Le problème de la cystéine
La cystéine est essentielle à la vie, mais lorsqu’elle s’accumule au-delà des niveaux sécuritaires, elle provoque des dommages oxydatifs – un facteur clé du vieillissement et de la maladie. Ces dommages se produisent parce que la cystéine peut réagir avec l’oxygène pour former des molécules instables qui attaquent les cellules. Le corps doit soigneusement équilibrer les niveaux de cystéine, et la production de phéomélanine semble être un moyen par lequel la nature y parvient.
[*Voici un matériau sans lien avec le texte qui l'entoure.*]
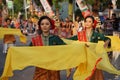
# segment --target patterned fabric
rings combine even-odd
[[[51,71],[36,67],[33,80],[60,80],[59,71]]]
[[[36,36],[32,38],[32,44],[34,46],[43,46],[46,45],[46,41],[43,41],[43,36]],[[49,40],[47,40],[49,43]],[[51,71],[36,67],[33,80],[60,80],[59,71]]]
[[[87,42],[85,30],[78,32],[78,40]]]

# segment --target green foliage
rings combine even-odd
[[[85,2],[86,2],[87,4],[93,5],[95,1],[94,1],[94,0],[85,0]]]
[[[22,11],[24,9],[24,1],[23,0],[14,0],[14,10],[15,13]]]
[[[80,9],[77,9],[77,10],[75,11],[75,17],[76,17],[76,16],[79,16],[81,20],[84,19],[83,16],[82,16],[82,13],[81,13],[81,10],[80,10]]]

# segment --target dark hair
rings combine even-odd
[[[115,13],[112,13],[112,16],[115,16],[115,17],[116,17],[116,14],[115,14]]]
[[[6,19],[5,19],[6,22],[7,22],[8,20],[11,22],[11,19],[10,19],[10,18],[6,18]]]
[[[92,19],[92,21],[93,21],[93,23],[94,23],[94,21],[95,21],[95,19],[94,19],[94,17],[93,16],[87,16],[85,19],[84,19],[84,21],[86,22],[86,19],[87,18],[91,18]]]
[[[39,26],[38,27],[38,34],[42,33],[40,24],[41,24],[42,20],[44,20],[44,19],[47,19],[50,22],[50,24],[52,25],[51,19],[48,16],[42,16],[42,17],[40,17],[40,19],[38,21],[38,26]]]

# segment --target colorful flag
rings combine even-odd
[[[83,17],[90,15],[90,10],[89,10],[88,6],[86,5],[85,1],[76,0],[76,2],[77,2],[78,6],[82,12]]]

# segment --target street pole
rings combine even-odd
[[[26,0],[24,0],[24,9],[25,9],[25,18],[26,18],[26,20],[27,20]]]
[[[12,18],[14,18],[14,3],[13,3],[13,6],[12,6]]]

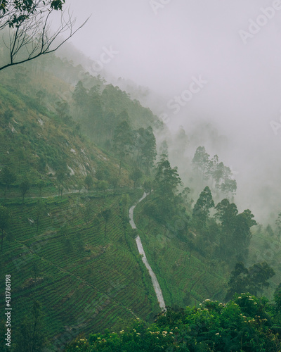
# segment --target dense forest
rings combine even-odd
[[[171,133],[145,89],[54,53],[4,68],[1,351],[281,351],[281,213],[239,209],[227,162]]]

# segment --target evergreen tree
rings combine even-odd
[[[210,209],[214,206],[215,204],[211,190],[207,186],[200,193],[192,211],[192,218],[200,228],[202,228],[206,225],[210,213]]]
[[[119,174],[121,174],[124,158],[131,151],[133,145],[133,133],[127,121],[123,120],[115,129],[113,146],[119,159]]]

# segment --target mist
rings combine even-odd
[[[95,62],[90,73],[105,72],[122,89],[128,82],[148,89],[137,99],[166,124],[169,133],[158,139],[169,139],[183,180],[186,161],[173,152],[181,126],[189,139],[184,158],[199,145],[218,154],[234,171],[240,210],[274,222],[281,211],[281,1],[66,3],[77,22],[91,14],[71,40]]]

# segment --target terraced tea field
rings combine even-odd
[[[143,191],[126,193],[127,212]],[[5,201],[13,225],[4,241],[1,284],[5,274],[11,275],[14,327],[38,300],[46,336],[56,351],[79,332],[121,329],[124,322],[151,321],[159,312],[128,217],[122,218],[122,194],[43,199],[38,232],[37,199],[27,199],[22,208],[19,199]],[[106,234],[105,209],[112,214]]]
[[[171,236],[164,227],[140,215],[143,200],[135,209],[135,222],[167,306],[198,305],[209,298],[222,300],[226,295],[227,275],[207,265],[196,256],[189,260],[188,248]]]

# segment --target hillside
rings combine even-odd
[[[82,333],[151,324],[161,310],[138,234],[168,306],[226,301],[240,261],[273,268],[257,286],[241,278],[273,299],[277,232],[239,213],[236,181],[218,156],[198,146],[183,184],[155,137],[163,123],[100,76],[54,56],[1,76],[0,215],[9,218],[0,222],[1,285],[11,275],[14,351],[27,340],[60,351]],[[188,137],[178,137],[174,153],[183,156]],[[133,231],[128,210],[143,191]]]

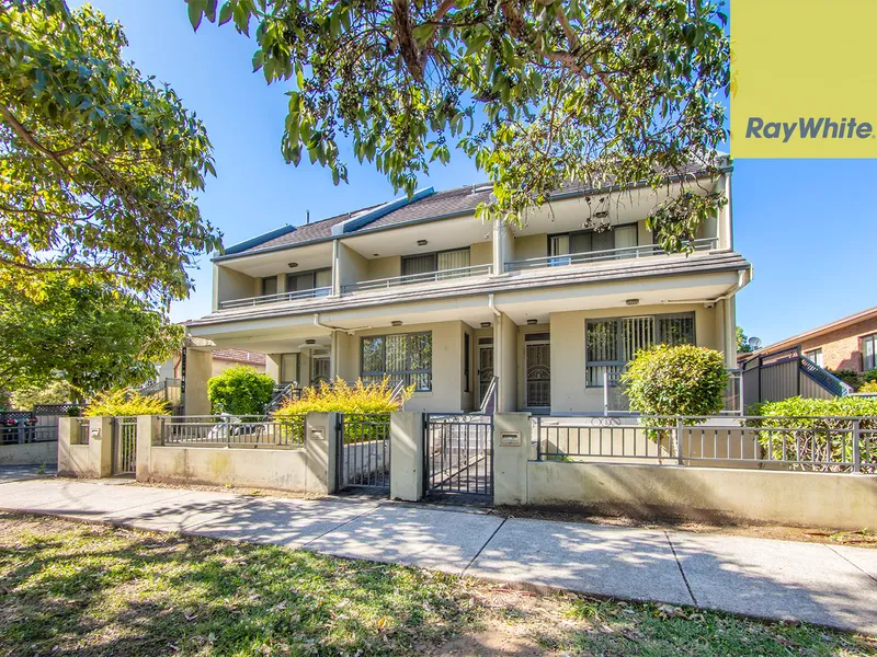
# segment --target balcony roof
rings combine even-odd
[[[703,177],[706,174],[707,171],[704,165],[698,163],[683,168],[672,177],[691,176],[695,178]],[[645,182],[638,186],[645,186]],[[563,185],[551,195],[551,198],[585,196],[600,192],[613,192],[615,189],[616,187],[613,181],[610,180],[592,181],[590,183],[576,182]],[[277,231],[271,231],[259,238],[252,238],[240,244],[230,246],[225,255],[215,256],[213,260],[223,261],[237,258],[246,255],[264,253],[266,251],[288,249],[301,244],[397,228],[408,223],[472,215],[481,203],[490,200],[492,191],[493,188],[490,183],[466,185],[465,187],[456,187],[454,189],[445,189],[432,194],[415,195],[414,198],[408,203],[390,201],[378,204],[303,226],[286,226],[277,229]],[[357,217],[367,217],[369,220],[367,222],[358,222],[355,220]],[[343,232],[339,228],[341,224],[345,227]]]

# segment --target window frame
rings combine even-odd
[[[296,272],[287,272],[286,273],[286,278],[284,279],[286,281],[286,291],[287,292],[296,292],[296,291],[305,292],[305,291],[307,291],[307,290],[292,290],[292,289],[289,289],[289,279],[294,279],[294,278],[296,278],[298,276],[307,276],[307,275],[310,275],[310,287],[307,288],[307,289],[311,289],[311,290],[319,289],[317,287],[317,274],[322,273],[322,272],[329,272],[329,276],[330,276],[330,280],[331,280],[332,267],[320,267],[318,269],[305,269],[304,272],[297,272],[297,273]],[[332,286],[329,285],[329,286],[326,286],[326,287],[331,289]]]
[[[403,370],[387,370],[387,338],[395,335],[403,335],[406,337],[406,369]],[[430,341],[430,366],[429,368],[412,368],[411,367],[411,342],[414,337],[429,337]],[[377,339],[380,338],[380,360],[383,364],[383,369],[380,370],[366,370],[365,369],[365,341],[368,339]],[[419,381],[423,380],[423,376],[425,374],[428,385],[426,387],[418,387],[414,388],[414,392],[432,392],[432,331],[415,331],[413,333],[385,333],[380,335],[364,335],[360,338],[360,377],[364,380],[367,378],[377,378],[380,377],[381,379],[385,376],[390,378],[396,377],[405,377],[406,387],[411,385],[412,380],[414,384]]]
[[[868,367],[868,362],[865,360],[865,343],[872,343],[870,348],[870,367]],[[877,333],[870,333],[868,335],[863,335],[859,339],[859,348],[862,350],[862,371],[868,372],[873,369],[877,369]]]
[[[636,318],[650,318],[653,323],[653,331],[654,331],[654,339],[652,342],[653,345],[663,344],[663,336],[661,332],[661,323],[659,320],[668,320],[668,319],[691,319],[692,320],[692,342],[691,343],[683,343],[683,344],[697,344],[697,314],[694,311],[688,312],[670,312],[670,313],[661,313],[661,314],[651,314],[651,315],[623,315],[623,316],[614,316],[614,318],[593,318],[586,319],[584,322],[584,384],[585,388],[602,388],[603,383],[589,383],[591,377],[589,377],[588,372],[589,369],[592,367],[603,367],[606,368],[604,370],[604,376],[606,371],[610,371],[610,368],[617,368],[615,371],[624,371],[624,368],[627,366],[628,361],[623,360],[623,348],[624,348],[624,332],[622,326],[624,325],[624,320],[633,320]],[[588,330],[592,324],[603,323],[603,322],[615,322],[615,349],[617,358],[615,360],[591,360],[588,357]]]

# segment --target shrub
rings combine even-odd
[[[239,365],[207,381],[207,397],[214,413],[263,415],[274,392],[274,380],[254,368]]]
[[[790,397],[782,402],[756,404],[753,415],[762,417],[748,422],[749,426],[776,428],[759,431],[759,443],[771,459],[784,461],[851,462],[853,440],[851,417],[863,418],[859,426],[865,434],[859,439],[859,450],[865,457],[868,446],[877,440],[877,400],[867,397],[835,397],[810,400]],[[833,417],[828,417],[833,416]],[[789,419],[791,418],[791,419]],[[874,436],[872,438],[872,436]],[[873,451],[873,448],[870,449]],[[798,464],[796,470],[821,470],[839,472],[848,470],[842,465]],[[874,472],[874,465],[862,468]]]
[[[167,415],[167,402],[143,396],[129,388],[98,393],[82,410],[83,417],[129,417],[133,415]]]
[[[402,391],[402,401],[411,399],[414,387]],[[289,400],[275,413],[274,418],[288,420],[300,425],[304,433],[305,414],[307,413],[345,413],[346,415],[378,415],[389,417],[394,411],[399,411],[401,402],[392,399],[392,385],[389,378],[385,377],[379,383],[363,383],[357,379],[350,385],[341,378],[333,384],[321,382],[319,387],[305,388],[301,396]],[[383,438],[380,428],[376,424],[362,424],[348,436],[345,441],[373,440]]]
[[[877,392],[877,381],[868,381],[858,389],[858,392]]]
[[[725,357],[714,349],[657,345],[637,351],[622,382],[633,410],[643,415],[686,416],[684,422],[694,424],[696,417],[722,410],[728,372]],[[643,424],[649,419],[643,418]]]
[[[829,370],[832,374],[834,374],[838,379],[850,385],[853,390],[858,390],[862,383],[864,383],[864,379],[862,374],[859,374],[855,370]]]

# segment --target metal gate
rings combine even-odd
[[[113,474],[137,473],[137,418],[113,418]]]
[[[424,488],[428,496],[493,497],[493,416],[424,416]]]
[[[390,491],[389,414],[339,414],[338,489]]]

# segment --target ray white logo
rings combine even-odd
[[[747,123],[747,139],[782,139],[787,143],[798,139],[874,139],[874,126],[858,122],[855,117],[833,120],[828,116],[799,118],[791,123],[765,122],[750,116]]]

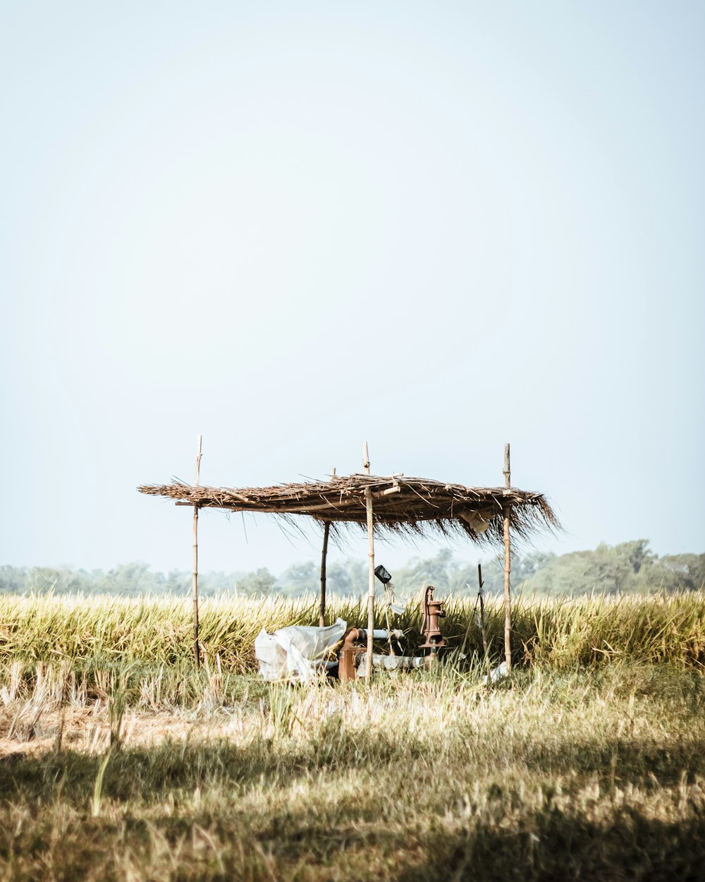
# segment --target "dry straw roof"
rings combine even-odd
[[[557,527],[558,520],[540,493],[516,488],[464,487],[403,475],[334,475],[328,481],[278,484],[275,487],[190,486],[146,484],[140,493],[166,497],[176,505],[220,508],[230,512],[260,512],[281,515],[306,514],[333,525],[367,526],[366,495],[372,493],[375,530],[428,535],[458,534],[476,542],[501,540],[502,515],[508,507],[512,530],[525,537],[541,527]]]

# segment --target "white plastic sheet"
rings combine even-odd
[[[306,682],[347,630],[347,622],[336,619],[326,628],[290,624],[268,634],[263,628],[255,638],[259,672],[265,680]]]

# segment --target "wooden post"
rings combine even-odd
[[[482,564],[478,564],[478,597],[479,599],[479,627],[482,632],[482,656],[487,657],[487,628],[485,624],[485,597],[482,587]]]
[[[335,468],[330,472],[332,478],[336,474]],[[328,536],[330,533],[330,521],[327,520],[323,525],[323,549],[321,552],[321,610],[318,613],[318,626],[325,627],[325,579],[326,579],[326,557],[328,556]]]
[[[367,442],[362,443],[362,467],[369,475]],[[372,645],[375,637],[375,522],[372,519],[372,488],[365,490],[365,507],[367,511],[367,557],[369,558],[369,591],[367,593],[367,659],[365,665],[365,680],[369,685],[372,678]]]
[[[328,554],[328,536],[330,533],[330,521],[323,525],[323,550],[321,552],[321,609],[318,613],[318,626],[325,627],[325,558]]]
[[[203,436],[198,436],[198,448],[196,452],[196,477],[194,487],[198,486],[201,471],[201,442]],[[198,506],[193,507],[193,579],[191,581],[191,596],[193,598],[193,657],[197,669],[201,666],[201,651],[198,646]]]
[[[504,486],[510,486],[511,469],[509,467],[509,445],[504,445]],[[509,512],[511,505],[504,504],[504,657],[507,662],[507,672],[512,669],[512,602],[509,576],[512,571],[511,546],[509,542]]]

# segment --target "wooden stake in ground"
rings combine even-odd
[[[196,451],[196,477],[194,487],[198,486],[201,471],[201,442],[203,436],[198,436],[198,447]],[[193,657],[197,669],[201,665],[201,651],[198,647],[198,506],[193,507],[193,578],[191,580],[191,596],[193,598]]]
[[[504,486],[508,490],[511,478],[509,467],[509,445],[504,445]],[[504,505],[504,657],[507,662],[507,672],[512,669],[512,601],[509,587],[509,576],[512,572],[511,546],[509,544],[509,510],[508,502]]]
[[[335,468],[330,472],[332,478],[336,474]],[[330,533],[330,521],[327,520],[323,525],[323,549],[321,552],[321,609],[318,613],[318,625],[325,627],[325,580],[326,580],[326,557],[328,556],[328,536]]]
[[[369,475],[367,442],[362,444],[362,467]],[[367,511],[367,557],[369,557],[369,591],[367,593],[367,658],[365,665],[365,680],[369,685],[372,678],[372,645],[375,638],[375,522],[372,519],[372,489],[365,490],[365,507]]]
[[[482,564],[478,564],[478,600],[479,601],[479,627],[482,632],[482,657],[487,657],[487,628],[485,624],[485,593],[482,587]]]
Comment la phéomélanine aide
Les scientifiques ont étudié les diamants mandarins pour comprendre le fonctionnement de la phéomélanine. Les pinsons mâles qui ne pouvaient pas produire le pigment présentaient des dommages oxydatifs significativement plus importants lorsqu’ils recevaient un régime riche en cystéine que ceux capables de le produire. Cela suggère que la phéomélanine agit comme une sorte de « puits », absorbant l’excès de cystéine et le transformant en pigment.
Notamment, les pinsons femelles ne produisent pas naturellement beaucoup de phéomélanine et n’ont pas été significativement affectés par le blocage de la production. Cela renforce l’idée selon laquelle le bénéfice est lié au pigment lui-même.
Les humains et la phéomélanine
Les humains aux cheveux roux sont porteurs de variations génétiques qui augmentent la production de phéomélanine. Le pigment est concentré dans des zones comme les lèvres, les mamelons et les organes génitaux, mais aussi dans les cheveux et la peau. Bien que des niveaux plus élevés de phéomélanine soient liés à un risque accru de mélanome, cette nouvelle recherche suggère que la volonté génétique de la produire pourrait avoir évolué pour protéger les cellules de la toxicité de la cystéine.
“Ces résultats démontrent que la phéomélanine a un rôle physiologique : éviter la toxicité d’un excès de cystéine”, expliquent les auteurs de l’étude.
Pourquoi c’est important
Il ne s’agit pas seulement des rousses. Le mécanisme par lequel la phéomélanine neutralise la cystéine pourrait s’appliquer à d’autres organismes, nous aidant ainsi à comprendre comment les animaux ont évolué en termes de coloration tout en gérant la toxicité interne. Cela soulève également des questions sur les raisons pour lesquelles certaines personnes accumulent de la cystéine plus facilement que d’autres, reliant potentiellement le régime alimentaire, l’environnement et la prédisposition génétique à la santé cellulaire. Les résultats pourraient éventuellement éclairer les stratégies visant à prévenir les dommages oxydatifs chez n’importe qui, pas seulement chez les personnes à la peau claire et aux mèches ardentes.